I FIGLI DI GIUSEPPE MOTTINI IN GUERRA
Nella prima guerra mondiale i figli di Mottini, Joseph e Frank, furono arruolati nell'esercito degli Stati Uniti. Joseph fu congedato prima di essere inviato all'estero, ma Frank fu mandato a combattere nelle trincee della Francia. Fu durante la guerra in trincea, poco prima della fine della guerra, che Frank fu esposto all'avvelenamento da gas mostarda. All'inizio sembrava essersi ripreso e fu rimandato a casa in California. Tuttavia, durante un ballo di benvenuto a Downieville, collassò e non si riprese più, morendo poco tempo dopo per gli effetti dell'avvelenamento da gas mostarda.

LA MORTE DI GIUSEPPE MOTTINI
Giuseppe Mottini, già forte bevitore e sofferente per il dolore per la morte del figlio, peggiorò rapidamente. Sopravvisse a suo figlio Frank per meno di tre mesi, morendo nella sua casa di China Flat il 28 giugno 1919 di cirrosi epatica.

IL CAMPING
La moglie Rosa, con i suoi figli Joseph e Aurelio continuarono a gestire la fattoria a China Flat, anche se Joseph si trovò spesso a spostarsi con la moglie e i figli piccoli in cerca di lavoro. Nel 1925, Joseph e Aurelio fondarono lo “Yuba Camp” a China Flat, che forniva alloggio e campeggio per turisti, campeggiatori, pescatori, cacciatori ed automobilisti. Al campo Yuba si trovavano anche un saloon e una stazione di servizio. Questo resort è stato il primo del suo genere sul fiume North Yuba, e fino ad oggi è ancora possibile affittare cabine in questa località (lo stabilimento Yuba Camp dei fratelli Mottini era abbastanza simile al Camping Village Yolki Palki che si trova oggi in val Bognanco).
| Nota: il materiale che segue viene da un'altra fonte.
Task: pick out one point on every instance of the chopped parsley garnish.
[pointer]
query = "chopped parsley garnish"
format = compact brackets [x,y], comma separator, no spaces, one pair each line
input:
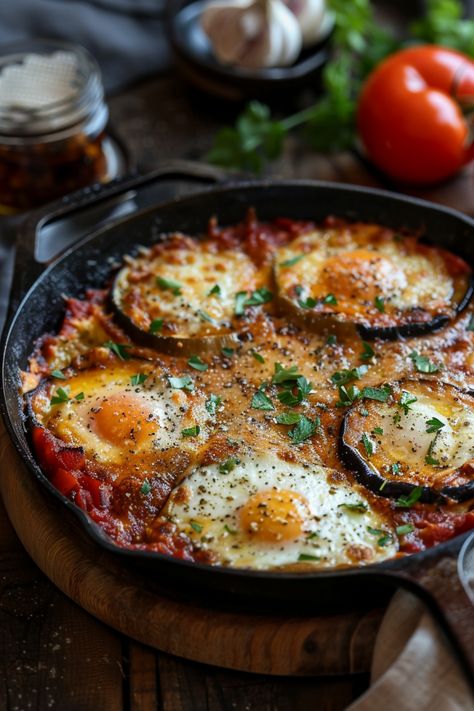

LA DECADENZA DELLA ATTIVITA’
Tuttavia, Aurelio Mottini morì di cancro nel 1937, seguito dalla morte di Rosa Morganti nel 1938. Non potendo permettersi di mantenere il ranch, il saloon e il resort a causa della depressione economica dell'epoca, Joseph Mottini perse la proprietà del ranch e si trasferì a Downieville con sua moglie e i suoi figli. Il salone bruciò pochi anni dopo e non fu mai ricostruito. La casa della famiglia Mottini fu occupata da diverse altre famiglie fino agli anni '70, quando tutto venne distrutto da un incendio. Oggi della proprietà Mottini a China Flat rimangono solo un vecchio fienile e diversi meli, insieme a diverse cabine per le vacanze costruite negli anni '40 dopo che la famiglia Mottini lasciò la proprietà che ora fanno parte di un piccolo resort.

I BOGNANCHESI NEL MONDO
Oggi – conclude Cory Peterman - sono ancora molti i discendenti degli immigrati della Val Bognanco che vivono in California e in particolare nella Sierra County».